If I had to describe Robert Altman in one word--and I wasn't allowed to use 'genius'--I'd have to go with 'ambitious.' He subverted genre films with works like McCabe & Mrs. Miller (Western) and The Long Goodbye (detective noir); put out blistering satires like M*A*S*H, The Player and Prêt-à-Porter; and wove cinematic tapestries with immense casts (Nashville, Short Cuts, Gosford Park). Choosing his most ambitious film is therefore redundant and generally depends on what criteria you're using, but you could make a strong argument for his 1977 ephemeral masterpiece 3 Women.
Altman thought up the film when he apparently had a dream that laid down the entire film for him, down to the casting. He woke up and wrote a script of it, and boom: say hello to 3 Women. As is befitting a film based on a dream, 3 Women is a rambling, indefinable journey, ethereal and haunting in its soft look and harsh feel. I couldn't possibly tell you what the film was trying to say overall, but then I don't think Altman could either.
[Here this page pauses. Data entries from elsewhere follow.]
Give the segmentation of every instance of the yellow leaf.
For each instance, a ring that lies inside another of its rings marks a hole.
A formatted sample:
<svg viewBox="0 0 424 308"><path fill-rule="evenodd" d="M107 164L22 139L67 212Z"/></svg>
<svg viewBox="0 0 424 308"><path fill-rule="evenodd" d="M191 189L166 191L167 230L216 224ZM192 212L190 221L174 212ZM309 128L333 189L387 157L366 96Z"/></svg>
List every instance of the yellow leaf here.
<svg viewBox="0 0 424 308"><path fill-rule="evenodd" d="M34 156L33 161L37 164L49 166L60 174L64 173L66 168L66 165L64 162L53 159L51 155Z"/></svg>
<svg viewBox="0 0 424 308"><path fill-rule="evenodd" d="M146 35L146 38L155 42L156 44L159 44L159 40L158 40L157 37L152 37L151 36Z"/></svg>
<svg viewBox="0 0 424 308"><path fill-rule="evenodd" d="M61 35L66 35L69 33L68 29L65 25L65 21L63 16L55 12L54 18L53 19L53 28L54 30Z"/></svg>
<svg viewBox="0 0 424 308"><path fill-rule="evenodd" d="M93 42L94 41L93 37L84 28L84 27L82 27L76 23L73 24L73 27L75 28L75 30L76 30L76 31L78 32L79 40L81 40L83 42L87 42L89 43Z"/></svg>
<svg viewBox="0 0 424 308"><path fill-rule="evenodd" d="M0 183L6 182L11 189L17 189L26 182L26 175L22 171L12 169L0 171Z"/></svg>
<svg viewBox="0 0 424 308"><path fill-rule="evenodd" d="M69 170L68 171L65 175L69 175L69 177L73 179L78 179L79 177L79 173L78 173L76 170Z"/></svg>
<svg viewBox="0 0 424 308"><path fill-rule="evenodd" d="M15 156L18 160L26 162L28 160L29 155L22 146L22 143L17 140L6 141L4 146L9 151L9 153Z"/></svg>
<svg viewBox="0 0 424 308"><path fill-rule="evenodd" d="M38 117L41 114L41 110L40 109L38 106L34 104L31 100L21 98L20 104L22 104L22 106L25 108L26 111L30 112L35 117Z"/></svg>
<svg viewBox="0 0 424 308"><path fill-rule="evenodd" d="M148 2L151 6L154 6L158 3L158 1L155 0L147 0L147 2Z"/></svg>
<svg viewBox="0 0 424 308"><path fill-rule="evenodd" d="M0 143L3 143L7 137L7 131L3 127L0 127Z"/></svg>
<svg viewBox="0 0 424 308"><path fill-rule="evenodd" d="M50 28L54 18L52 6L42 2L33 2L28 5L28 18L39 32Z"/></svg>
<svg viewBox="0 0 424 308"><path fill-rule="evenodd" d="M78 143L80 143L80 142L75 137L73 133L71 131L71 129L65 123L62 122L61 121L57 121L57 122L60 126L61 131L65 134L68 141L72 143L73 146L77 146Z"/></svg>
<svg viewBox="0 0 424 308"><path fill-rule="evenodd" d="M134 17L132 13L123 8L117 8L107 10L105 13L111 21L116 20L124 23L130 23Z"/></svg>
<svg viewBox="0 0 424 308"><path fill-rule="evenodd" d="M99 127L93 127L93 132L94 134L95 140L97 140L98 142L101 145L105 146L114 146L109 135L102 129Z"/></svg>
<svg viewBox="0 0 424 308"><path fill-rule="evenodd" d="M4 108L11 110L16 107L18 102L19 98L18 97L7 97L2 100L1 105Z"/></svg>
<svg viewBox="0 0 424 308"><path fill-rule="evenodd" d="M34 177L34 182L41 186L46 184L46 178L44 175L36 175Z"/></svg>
Shelley Duvall, Sissy Spacek and Janice Rule play the titular women, and all start out in defined female archetypes before slowly becoming something else entirely. Duvall plays Millie, a physical therapist at a care center; at the start of the film, Pinky Rose (Spacek) gets a job at the same center and Millie shows her the ropes. Pinky immediately looks up to Millie, who breathlessly explains her hobbies and tastes: how she dresses according to the latest magazines, how she plans meals according to the preparation they require, etc. Hers is an endless prattle, so self-absorbed that she never notices that all the neighbors and co-workers she badgers pay no attention to her and even mock her behind her back.
Not Pinky, though. She becomes obsessed with Millie, following her around and eavesdropping on conversations. When Millie's roommate Deidre moves out, Pinky jumps at the chance to be her new flatmate in order to feed her idol-worship. At their complex, we meet the third woman of the story, Willie (Rule), a pregnant woman who drains the pool and paints disturbing murals on the sides and floor. She wades through the film sad and empty; her husband Edgar, the only prominent male of the story, flirts with Pinky and even comes to Millie's apartment while his wife is in labor, just to have a little fun.
The first half of the film plays out with surprising realism, given the fact that it's come from a dream: at the very least it works as a portrait of the California desert, but we get some revealing character moments as Altman drifts over his subjects. We watch as Millie makes herself out to be the center of the world, only to be utterly ignored by everyone. She kind of deserves it, but my heart still broke when she sat between two doctors in the hospital next to the care center and prattled on and on, and kept going even though (or perhaps because) no one around her gave a damn.
Then something strange happens near the first hour-mark: Millie kicks Pinky out of her bed so she and Edgar can get down to it, and Pinky throws herself into the apartment pool in a rage, putting her into a coma. When she wakes up, she does not recognize her parents and insists that she is Millie. Here the dream aspect kicks in big time, as Altman moves through random shots and strange lighting that get thrown together in ways that cannot be explained. Quite right, if you ask me: any attempt to piece together and tell you a meaning or a message would have turned the film into cheap psychoanalysis.
I'm told the film parallels Ingmar Bergman's Persona, but I won't get my hands on that film until this Saturday, so I cannot say. Both apparently feature two female characters who in effect swap characters with each other: following her accident, Pinky dresses as Millie and even writes in Millie's diary. When Millie calls her Pinky, she blows a fuse. "My name is Mildred!" she shrieks. Edgar's wooing of Millie indirectly led to the suicide attempt, and at the end of the film suddenly Edgar moves on to Pinky.
What do these last sequences mean? Damned if I know. I'll have to go and buy myself a copy of the film and watch it several times to come up with anything. At the same time, I wonder if we're supposed to take anything from it at all. It's a dream. Frankly, everyone in this film deserves credit for even having the audacity to make it; that it turns out completely captivating and interesting only surprises me further. 3 Women easily belongs on the short list of Altman's work, and it's one of the best examples of the endless possibilities of film.